The fire caused by lightning on Friday in a fuel depot in Matanzas, in western Cuba, spread to a second tank at dawn this Saturday and caused 49 injuries, official sources reported.
“The fire spread to a second tank,” reported state television, while the Presidency stated on its Twitter account that 49 injured with burns have been treated in hospitals, of them “two critical and seven serious.”
According to the official newspaper Granma, “an electric shock” caused the fire on Friday night in one of the tanks at the supertanker base, on the outskirts of the city of Matanzas, 100 km east of Havana.
“The deposit contained some 26,000 cubic meters of national crude oil, about 50% of its maximum capacity, when the intensity of the lightning hit the dome of the facility, known as the geodesic dome roof,” the newspaper quoted a senior Cubapetróleo official as saying.
“Apparently there was a fault in the lightning rod system, which could not withstand the energy of the electrical discharge,” according to Granma.
The tank supplies the Antonio Guiteras thermoelectric plant, the largest in Cuba, but pumping to that plant has not stopped, the official said.
The fire occurs at a time when the island has been experiencing difficulties since last May to meet the increased demand for energy due to the summer heat. The obsolescence of its eight thermoelectric plants, breakages, scheduled maintenance and lack of fuel hamper power generation.
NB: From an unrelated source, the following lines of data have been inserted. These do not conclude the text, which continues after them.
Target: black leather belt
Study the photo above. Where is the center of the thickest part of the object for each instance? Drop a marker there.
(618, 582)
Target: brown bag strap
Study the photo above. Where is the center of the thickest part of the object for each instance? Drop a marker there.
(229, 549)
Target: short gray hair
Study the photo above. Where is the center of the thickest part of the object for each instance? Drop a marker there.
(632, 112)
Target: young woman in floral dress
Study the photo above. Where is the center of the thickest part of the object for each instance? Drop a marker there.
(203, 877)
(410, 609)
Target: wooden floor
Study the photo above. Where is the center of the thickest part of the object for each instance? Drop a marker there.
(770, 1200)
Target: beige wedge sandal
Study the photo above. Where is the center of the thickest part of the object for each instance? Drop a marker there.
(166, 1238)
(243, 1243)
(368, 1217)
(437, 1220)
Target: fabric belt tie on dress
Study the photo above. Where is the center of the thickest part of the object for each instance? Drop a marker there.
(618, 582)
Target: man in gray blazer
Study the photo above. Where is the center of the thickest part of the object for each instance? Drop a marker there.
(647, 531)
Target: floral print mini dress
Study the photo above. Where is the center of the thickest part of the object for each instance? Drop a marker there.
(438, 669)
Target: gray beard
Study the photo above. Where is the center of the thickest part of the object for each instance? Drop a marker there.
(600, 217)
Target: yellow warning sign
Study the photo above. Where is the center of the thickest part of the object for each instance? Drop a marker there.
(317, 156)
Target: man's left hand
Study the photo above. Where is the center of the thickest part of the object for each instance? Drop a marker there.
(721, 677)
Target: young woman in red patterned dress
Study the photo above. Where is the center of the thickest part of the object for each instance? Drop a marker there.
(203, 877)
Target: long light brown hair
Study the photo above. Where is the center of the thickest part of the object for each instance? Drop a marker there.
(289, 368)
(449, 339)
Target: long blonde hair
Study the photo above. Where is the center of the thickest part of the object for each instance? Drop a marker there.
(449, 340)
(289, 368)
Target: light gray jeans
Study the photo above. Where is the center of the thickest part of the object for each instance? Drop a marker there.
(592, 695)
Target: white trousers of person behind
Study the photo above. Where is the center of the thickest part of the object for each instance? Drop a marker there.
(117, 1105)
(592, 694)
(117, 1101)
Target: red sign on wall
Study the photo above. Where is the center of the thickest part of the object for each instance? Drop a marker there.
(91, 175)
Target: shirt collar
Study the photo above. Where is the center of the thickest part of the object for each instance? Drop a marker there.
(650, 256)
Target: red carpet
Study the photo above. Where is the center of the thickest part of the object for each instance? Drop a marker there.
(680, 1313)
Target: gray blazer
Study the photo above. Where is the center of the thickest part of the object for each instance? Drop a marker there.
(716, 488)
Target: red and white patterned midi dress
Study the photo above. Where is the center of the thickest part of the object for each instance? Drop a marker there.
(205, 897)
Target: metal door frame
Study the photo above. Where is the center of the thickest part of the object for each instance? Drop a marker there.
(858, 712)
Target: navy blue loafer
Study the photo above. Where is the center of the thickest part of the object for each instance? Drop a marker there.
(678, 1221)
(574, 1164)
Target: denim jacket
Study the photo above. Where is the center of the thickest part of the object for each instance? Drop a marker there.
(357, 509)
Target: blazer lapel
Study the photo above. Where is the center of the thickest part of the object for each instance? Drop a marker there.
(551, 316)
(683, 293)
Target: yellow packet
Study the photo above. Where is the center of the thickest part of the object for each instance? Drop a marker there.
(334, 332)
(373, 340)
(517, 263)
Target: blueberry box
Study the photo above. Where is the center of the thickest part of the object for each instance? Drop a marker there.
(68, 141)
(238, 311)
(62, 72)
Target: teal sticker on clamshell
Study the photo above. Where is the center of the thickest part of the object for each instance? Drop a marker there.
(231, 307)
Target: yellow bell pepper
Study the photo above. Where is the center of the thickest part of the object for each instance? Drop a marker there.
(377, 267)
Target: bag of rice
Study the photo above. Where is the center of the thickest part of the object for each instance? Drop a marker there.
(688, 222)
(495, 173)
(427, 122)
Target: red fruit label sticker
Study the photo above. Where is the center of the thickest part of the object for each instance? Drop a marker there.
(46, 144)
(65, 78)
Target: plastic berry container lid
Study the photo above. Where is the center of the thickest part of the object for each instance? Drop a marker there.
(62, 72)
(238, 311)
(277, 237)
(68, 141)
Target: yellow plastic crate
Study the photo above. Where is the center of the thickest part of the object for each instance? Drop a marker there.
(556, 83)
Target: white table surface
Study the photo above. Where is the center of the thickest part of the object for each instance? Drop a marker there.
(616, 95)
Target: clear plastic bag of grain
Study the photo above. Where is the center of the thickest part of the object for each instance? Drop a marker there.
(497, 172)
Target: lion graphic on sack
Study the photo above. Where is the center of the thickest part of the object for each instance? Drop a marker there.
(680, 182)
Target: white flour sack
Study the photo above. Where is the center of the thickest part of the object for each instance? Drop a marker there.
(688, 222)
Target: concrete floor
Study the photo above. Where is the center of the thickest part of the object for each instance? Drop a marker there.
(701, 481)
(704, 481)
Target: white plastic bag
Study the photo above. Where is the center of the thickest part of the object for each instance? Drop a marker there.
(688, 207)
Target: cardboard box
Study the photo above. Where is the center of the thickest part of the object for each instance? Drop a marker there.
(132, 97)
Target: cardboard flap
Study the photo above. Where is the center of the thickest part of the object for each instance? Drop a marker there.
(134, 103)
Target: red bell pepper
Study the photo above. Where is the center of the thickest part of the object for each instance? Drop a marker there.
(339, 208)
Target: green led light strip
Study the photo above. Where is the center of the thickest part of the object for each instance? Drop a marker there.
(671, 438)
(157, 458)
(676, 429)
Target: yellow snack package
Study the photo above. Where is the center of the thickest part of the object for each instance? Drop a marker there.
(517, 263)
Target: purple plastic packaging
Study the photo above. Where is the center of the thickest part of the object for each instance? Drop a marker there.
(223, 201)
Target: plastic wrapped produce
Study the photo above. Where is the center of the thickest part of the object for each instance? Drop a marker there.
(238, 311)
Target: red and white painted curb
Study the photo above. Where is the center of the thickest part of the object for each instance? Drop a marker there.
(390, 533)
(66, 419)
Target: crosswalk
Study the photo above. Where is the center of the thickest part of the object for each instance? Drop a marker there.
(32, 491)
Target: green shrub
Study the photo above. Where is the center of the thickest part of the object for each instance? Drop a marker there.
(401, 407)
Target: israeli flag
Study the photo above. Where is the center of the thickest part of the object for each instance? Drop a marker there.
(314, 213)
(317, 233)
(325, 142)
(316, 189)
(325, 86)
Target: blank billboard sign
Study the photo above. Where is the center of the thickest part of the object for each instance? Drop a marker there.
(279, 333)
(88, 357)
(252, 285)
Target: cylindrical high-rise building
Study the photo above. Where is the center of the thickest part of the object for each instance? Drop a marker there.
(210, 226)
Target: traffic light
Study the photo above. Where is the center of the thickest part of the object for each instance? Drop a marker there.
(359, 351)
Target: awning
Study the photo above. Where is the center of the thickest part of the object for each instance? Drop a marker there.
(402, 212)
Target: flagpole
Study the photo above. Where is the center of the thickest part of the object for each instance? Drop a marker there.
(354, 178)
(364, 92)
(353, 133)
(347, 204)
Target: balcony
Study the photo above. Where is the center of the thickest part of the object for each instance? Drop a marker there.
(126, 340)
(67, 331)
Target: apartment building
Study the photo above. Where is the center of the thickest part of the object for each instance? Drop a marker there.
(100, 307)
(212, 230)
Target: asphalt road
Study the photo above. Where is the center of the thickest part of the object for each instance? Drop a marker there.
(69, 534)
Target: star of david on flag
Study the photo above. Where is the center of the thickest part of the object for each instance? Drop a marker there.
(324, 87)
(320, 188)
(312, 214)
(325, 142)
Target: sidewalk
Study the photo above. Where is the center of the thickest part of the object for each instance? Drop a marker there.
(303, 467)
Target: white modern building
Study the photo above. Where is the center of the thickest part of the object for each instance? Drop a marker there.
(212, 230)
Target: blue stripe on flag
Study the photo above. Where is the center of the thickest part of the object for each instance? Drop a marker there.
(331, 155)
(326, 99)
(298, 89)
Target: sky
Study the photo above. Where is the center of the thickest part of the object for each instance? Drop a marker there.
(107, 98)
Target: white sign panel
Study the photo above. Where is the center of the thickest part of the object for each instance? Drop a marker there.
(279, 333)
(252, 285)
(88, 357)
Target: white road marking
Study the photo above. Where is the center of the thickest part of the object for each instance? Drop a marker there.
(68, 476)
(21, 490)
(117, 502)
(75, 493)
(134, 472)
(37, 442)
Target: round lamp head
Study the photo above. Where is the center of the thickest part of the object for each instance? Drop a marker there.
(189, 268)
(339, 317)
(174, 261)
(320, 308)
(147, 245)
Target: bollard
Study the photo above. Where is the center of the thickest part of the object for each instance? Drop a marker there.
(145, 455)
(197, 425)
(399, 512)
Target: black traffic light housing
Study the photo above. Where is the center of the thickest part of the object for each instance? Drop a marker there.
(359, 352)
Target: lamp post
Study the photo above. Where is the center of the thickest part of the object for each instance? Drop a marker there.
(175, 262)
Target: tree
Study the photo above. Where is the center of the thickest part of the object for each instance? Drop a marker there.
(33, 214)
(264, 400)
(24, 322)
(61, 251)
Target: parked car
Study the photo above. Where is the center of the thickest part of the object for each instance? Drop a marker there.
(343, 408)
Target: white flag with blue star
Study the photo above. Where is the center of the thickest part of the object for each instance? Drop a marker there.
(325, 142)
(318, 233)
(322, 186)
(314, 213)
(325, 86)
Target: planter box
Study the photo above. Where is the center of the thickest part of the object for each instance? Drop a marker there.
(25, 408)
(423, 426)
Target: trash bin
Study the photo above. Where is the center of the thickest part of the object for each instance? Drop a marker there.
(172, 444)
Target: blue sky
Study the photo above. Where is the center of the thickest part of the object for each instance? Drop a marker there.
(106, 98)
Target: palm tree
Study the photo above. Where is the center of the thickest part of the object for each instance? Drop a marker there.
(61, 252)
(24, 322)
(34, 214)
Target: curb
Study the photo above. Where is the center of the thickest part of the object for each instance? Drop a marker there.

Since May, the authorities have scheduled blackouts of up to 12 hours a day in some regions of the country. Since then there have been twenty protests in towns in the interior of the island.
Cuba currently has an average power distribution capacity of 2,500 megawatts, insufficient for the demand of households at times of maximum consumption, which reaches 2,900 megawatts, according to official information.